This line is busy
March 1992: I was a very excited 17-year-old. After a long wait of six years, we eventually saw a little black box, invented by Alexander Graham Bell, being installed at our four-member house.india Updated: Dec 31, 2005 00:44 IST
March 1992: I was a very excited 17-year-old. After a long wait of six years, we eventually saw a little black box, invented by Alexander Graham Bell, being installed at our four-member house. An interest-free Rs 5,000 deposit and a six-year wait notwithstanding, that moment was probably the happiest in all our lives. My father, usually extremely careful with his money, gladly took out a crisp Rs 100 note and pressed it in the willing palms of the linesman.
Four sleepless nights and anxious days later, at 10 am, we heard the most melodious ‘tring tring’ ever! Our joy knew no bounds. But that was then.
November 2005: Have a couple of crores to spare? Well go on, start a business. Become an ISD or an STD service provider. As simple as that.
Calling the last decade revolutionary for the Indian telecom industry would be an understatement. For three years now, I have been with HCL BPO and have marvelled at the huge advances India has made in terms of telecom infrastructure and capabilities. From our office at Noida, we are connected to Britain locally through an undersea cable.
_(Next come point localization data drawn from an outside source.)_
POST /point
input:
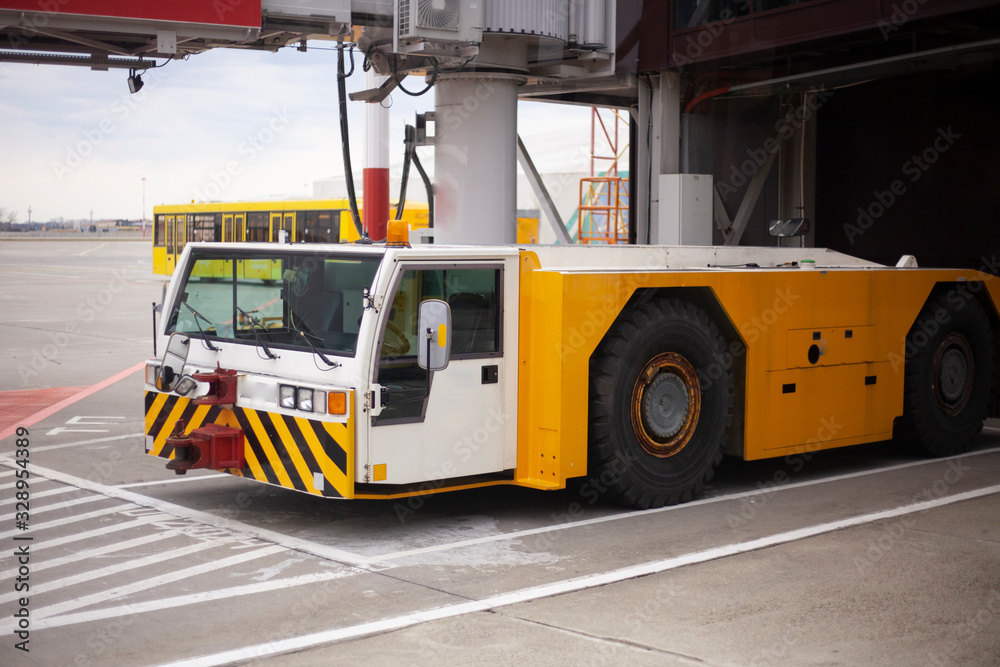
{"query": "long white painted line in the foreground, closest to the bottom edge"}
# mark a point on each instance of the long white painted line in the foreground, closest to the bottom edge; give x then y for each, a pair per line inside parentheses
(561, 587)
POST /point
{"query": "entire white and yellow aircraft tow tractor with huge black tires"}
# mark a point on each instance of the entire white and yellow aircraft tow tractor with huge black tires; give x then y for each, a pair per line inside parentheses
(375, 371)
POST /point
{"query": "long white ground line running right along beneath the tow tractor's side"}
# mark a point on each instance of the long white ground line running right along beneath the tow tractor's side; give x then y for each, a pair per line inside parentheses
(376, 560)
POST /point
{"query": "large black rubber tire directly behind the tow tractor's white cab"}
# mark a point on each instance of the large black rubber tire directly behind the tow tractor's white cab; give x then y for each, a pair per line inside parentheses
(620, 468)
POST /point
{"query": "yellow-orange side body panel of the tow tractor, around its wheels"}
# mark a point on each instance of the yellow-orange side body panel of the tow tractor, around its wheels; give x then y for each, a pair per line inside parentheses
(850, 395)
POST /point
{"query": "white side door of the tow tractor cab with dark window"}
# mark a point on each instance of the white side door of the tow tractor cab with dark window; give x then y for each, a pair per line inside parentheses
(452, 423)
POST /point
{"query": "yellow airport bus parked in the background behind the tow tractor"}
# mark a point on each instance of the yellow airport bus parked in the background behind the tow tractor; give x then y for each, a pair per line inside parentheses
(309, 220)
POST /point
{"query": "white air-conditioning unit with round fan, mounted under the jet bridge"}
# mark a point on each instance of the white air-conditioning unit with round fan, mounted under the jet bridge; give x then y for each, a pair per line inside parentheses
(428, 26)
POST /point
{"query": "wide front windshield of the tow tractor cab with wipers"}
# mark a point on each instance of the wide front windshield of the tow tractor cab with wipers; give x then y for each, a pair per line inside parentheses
(279, 298)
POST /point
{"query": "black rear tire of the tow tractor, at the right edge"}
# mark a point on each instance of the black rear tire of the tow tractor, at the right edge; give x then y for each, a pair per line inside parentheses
(935, 422)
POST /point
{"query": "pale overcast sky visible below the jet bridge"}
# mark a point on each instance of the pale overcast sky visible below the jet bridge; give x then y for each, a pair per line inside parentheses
(73, 140)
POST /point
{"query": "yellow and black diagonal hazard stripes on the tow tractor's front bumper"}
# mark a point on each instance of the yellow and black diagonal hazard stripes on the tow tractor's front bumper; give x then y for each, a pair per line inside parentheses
(281, 450)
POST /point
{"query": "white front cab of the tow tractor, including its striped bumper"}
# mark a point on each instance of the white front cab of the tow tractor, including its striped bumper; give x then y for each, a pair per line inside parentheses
(339, 370)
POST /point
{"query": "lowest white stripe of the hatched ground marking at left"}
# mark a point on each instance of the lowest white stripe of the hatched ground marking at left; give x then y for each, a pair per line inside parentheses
(193, 598)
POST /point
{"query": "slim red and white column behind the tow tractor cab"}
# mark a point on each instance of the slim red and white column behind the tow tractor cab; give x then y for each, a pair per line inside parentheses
(376, 165)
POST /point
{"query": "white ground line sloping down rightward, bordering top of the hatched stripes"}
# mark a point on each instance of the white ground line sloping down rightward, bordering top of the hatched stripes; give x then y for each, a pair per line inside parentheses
(298, 544)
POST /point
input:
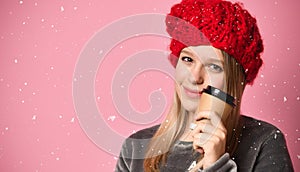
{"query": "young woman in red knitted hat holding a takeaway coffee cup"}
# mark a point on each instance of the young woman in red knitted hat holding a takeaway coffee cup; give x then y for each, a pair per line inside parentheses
(224, 52)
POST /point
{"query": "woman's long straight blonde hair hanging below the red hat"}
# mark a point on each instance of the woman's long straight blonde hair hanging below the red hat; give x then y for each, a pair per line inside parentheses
(172, 128)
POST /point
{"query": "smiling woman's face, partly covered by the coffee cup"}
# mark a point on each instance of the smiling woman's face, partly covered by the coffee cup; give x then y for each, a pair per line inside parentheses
(198, 67)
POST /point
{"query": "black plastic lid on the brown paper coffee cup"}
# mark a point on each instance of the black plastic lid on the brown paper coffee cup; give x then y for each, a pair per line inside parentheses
(219, 94)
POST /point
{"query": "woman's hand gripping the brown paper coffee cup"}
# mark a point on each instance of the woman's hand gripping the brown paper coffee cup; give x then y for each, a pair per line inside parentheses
(209, 137)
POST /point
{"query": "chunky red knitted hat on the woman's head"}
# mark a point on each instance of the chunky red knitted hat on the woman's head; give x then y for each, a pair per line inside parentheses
(223, 25)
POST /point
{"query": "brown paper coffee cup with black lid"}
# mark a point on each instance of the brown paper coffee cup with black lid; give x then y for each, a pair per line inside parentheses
(213, 99)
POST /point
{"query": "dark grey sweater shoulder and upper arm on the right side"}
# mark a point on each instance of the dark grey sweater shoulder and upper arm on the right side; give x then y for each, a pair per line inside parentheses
(264, 145)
There is video conferencing, 100 MBPS super high speed internet, LAN, WAN and Wi-Fi… I could go on and on.
Today, there are six adult members in our house and we all have cell phones. Getting a new cell phone or even a landline connection is as easy as buying onions (okay, may be not onions, let’s say potatoes or tomatoes). Even Kushaan, my four-year-old son, wants a cell phone for himself!
How many of us could have imagined this scenario even ten years back. I remember how one Sunday every month, we used to queue up at our local STD-wala after 10 pm to make inter-state calls. With eyes on the metre and one finger in the free ear, our tone was loud enough to be heard in the neighbouring state even without the phone! Things have changed and how. Calling overseas is virtually free now. There are talks of one rate for everyone across the country.
The potential for cell phones is tremendous. Better still, the internet. It has shrunk the globe and India is racing ahead on the information superhighway. Just goes to prove that we have the ability to turn things around. All we need is the will.
By the way, that 1992 MTNL phone — we returned it three months ago and are still waiting for the refund. Some things never change!